En Bolivia, la formación de profesionales en el área de salud lleva casi la misma edad que el país. Los estudios médicos comenzaron formalmente con la Ley de 9 de enero de 1827, promulgada durante el gobierno del Mariscal Antonio José de Sucre, creándose el Colegio de Ciencias. En virtud de la referida Ley y su decreto reglamentario los estudios médicos se iniciaron en Cochabamba y La Paz. Sin embargo, la Universidad Mayor, Real y Pontificia de San Francisco Xavier de Chuquisaca ya tenía antecedentes en la enseñanza de la medicina desde la época colonial y en 1834 formalizó su Facultad de Medicina mediante la Ley del 28 de octubre bajo el gobierno de Santa Cruz.
En ese entonces, los cursos duraban siete años; se rendían 14 exámenes, uno cada seis meses. Estaban prescritas las disecciones anatómicas y la practica en hospitales. Al concluir el último curso se exigían siete exámenes generales y, como prueba final, una tesis impresa que debía ser sustentada en examen público (Luis Quiroga, 2009). Actualmente, su duración es de seis años; cinco años de carrera universitaria y un año de internado rotatorio, que es la modalidad de graduación. Hoy en día se cuenta con más de una decena de universidades en todo el país, entre públicas y privadas, para este fin.
La medicina es un arte y una ciencia que, podríamos decir, ha sido estudiada y practicada desde siempre. El hito de la civilización guarda relación con la empatía, con la relación humana y con los cuidados.
Se considera que uno de los primeros signos de civilización es el hecho de que un hombre se lastimó y no pudo caminar; los antropólogos mencionan que después se vio al hombre curado y caminando, lo que indica que alguien acudió para ayudarle; en contraste, cuando un animal está lastimado su manada no lo cura, no lo mantiene con alimentos ni agua para sobrevivir, y dependiendo del contexto, puede morir. Por lo tanto, la civilización conectada con la empatía, los cuidados y la relación humana son equiparables a la relación médico-paciente.
Actualmente la medicina sigue teniendo, como preceptos fundamentales, la atención a los pacientes. Sin embargo, se ha dejado de lado el aspecto de la atención al cuidador. En ese sentido, en un sistema donde tenemos médico-paciente, que sería el equivalente a cuidador y persona que recibe el cuidado, tendríamos que estar atentos al estado general, entre ellos el físico y mental de ambos. Hoy en día muchas universidades de Estados Unidos y Europa han creado unidades y se ha puesto mayor atención en lo que se refiere al autocuidado, gestión de emociones y habilidades comunicativas, para quienes serán profesionales de la salud.
Los altos índices de “burnout” o desgaste profesional, profundizados en tiempos de pandemia, han terminado en suicidios y adicciones, afectando al sistema de salud; algunas publicaciones describen que uno de cada dos médicos sufre esta afección, y uno de cada diez tiene formas severas de la afectación que, inclusive, pueden ser irreversibles. En ese sentido, las consecuencias tanto por pérdidas de vida de profesionales y de pacientes, así como por aumento en las malas relaciones médico-paciente, dan lugar a demandas legales, desconfianza y, ante todo, mal estado de salud de las personas.

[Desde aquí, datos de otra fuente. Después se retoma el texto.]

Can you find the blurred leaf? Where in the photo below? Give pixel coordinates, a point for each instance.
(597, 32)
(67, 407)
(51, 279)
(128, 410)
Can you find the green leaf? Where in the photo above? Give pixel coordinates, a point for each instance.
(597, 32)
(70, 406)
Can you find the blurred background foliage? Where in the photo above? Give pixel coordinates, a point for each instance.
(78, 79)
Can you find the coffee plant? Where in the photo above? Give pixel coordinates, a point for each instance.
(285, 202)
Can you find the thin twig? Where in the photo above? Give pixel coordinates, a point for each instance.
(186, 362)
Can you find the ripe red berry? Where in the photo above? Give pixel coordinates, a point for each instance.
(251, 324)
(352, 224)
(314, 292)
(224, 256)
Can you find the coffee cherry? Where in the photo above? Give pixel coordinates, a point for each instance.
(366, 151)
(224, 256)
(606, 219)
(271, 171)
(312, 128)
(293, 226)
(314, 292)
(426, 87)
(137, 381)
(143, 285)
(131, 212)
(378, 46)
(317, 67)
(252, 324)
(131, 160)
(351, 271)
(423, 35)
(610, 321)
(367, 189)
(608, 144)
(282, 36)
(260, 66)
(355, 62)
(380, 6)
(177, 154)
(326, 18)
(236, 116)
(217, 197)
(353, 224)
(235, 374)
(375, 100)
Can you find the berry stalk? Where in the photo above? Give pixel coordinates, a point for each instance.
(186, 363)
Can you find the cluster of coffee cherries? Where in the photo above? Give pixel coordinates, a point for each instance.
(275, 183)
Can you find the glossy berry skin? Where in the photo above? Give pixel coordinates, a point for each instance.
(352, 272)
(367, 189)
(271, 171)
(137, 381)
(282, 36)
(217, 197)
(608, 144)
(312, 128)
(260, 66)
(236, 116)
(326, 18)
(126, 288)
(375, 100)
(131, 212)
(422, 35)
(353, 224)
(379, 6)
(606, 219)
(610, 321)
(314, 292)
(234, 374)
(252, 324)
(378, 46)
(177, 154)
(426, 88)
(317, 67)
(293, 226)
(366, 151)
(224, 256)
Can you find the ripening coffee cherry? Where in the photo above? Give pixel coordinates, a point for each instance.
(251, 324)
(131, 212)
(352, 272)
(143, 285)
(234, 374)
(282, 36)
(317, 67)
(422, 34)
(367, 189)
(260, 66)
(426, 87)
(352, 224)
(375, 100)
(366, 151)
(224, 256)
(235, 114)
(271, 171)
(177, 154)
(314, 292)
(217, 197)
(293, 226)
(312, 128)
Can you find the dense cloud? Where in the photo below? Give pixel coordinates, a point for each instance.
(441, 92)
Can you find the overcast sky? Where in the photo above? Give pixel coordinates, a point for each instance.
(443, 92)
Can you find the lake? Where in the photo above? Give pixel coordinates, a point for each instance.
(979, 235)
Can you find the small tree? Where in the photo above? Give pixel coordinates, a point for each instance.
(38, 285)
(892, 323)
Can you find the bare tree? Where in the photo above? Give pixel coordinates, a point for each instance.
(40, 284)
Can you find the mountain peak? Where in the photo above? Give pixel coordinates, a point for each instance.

Por lo tanto, es necesario replantear la formación de profesionales en salud, no solamente en asuntos técnicos, que desde luego son indispensables y tendrían que actualizarse periódicamente, sino, además, en cuanto a relaciones humanas; debe permanecer la exigencia en cuanto al contenido de las asignaturas, tanto en pregrado como en posgrado, y también se debe considerar la situación humana de quienes brindan salud. Si se habla de maltratos de médicos a pacientes, y de pacientes y familiares hacia médicos, es porque, precisamente, son el reflejo de lo que no se ha enseñado y que debería plantearse dentro de la formación de nuevos profesionales. Es necesario dejar atrás la cultura del maltrato, que no debe confundirse con la exigencia que amerita el hecho de salvar vidas.
Si bien los avances respecto a la tecnología y a la inteligencia artificial están inundando al mundo, y nos permiten favorecer la accesibilidad a la salud, la optimización de recursos y las mejoras en las aproximaciones en cuanto a pronósticos asistenciales y epidemiológicos; el conocimiento, la interpretación y la relación de confianza, de mutua escucha y de ayuda entre dos seres humanos, médico y paciente, no podrán ser reemplazados.
Cecilia Vargas es cirujana y docente universitaria.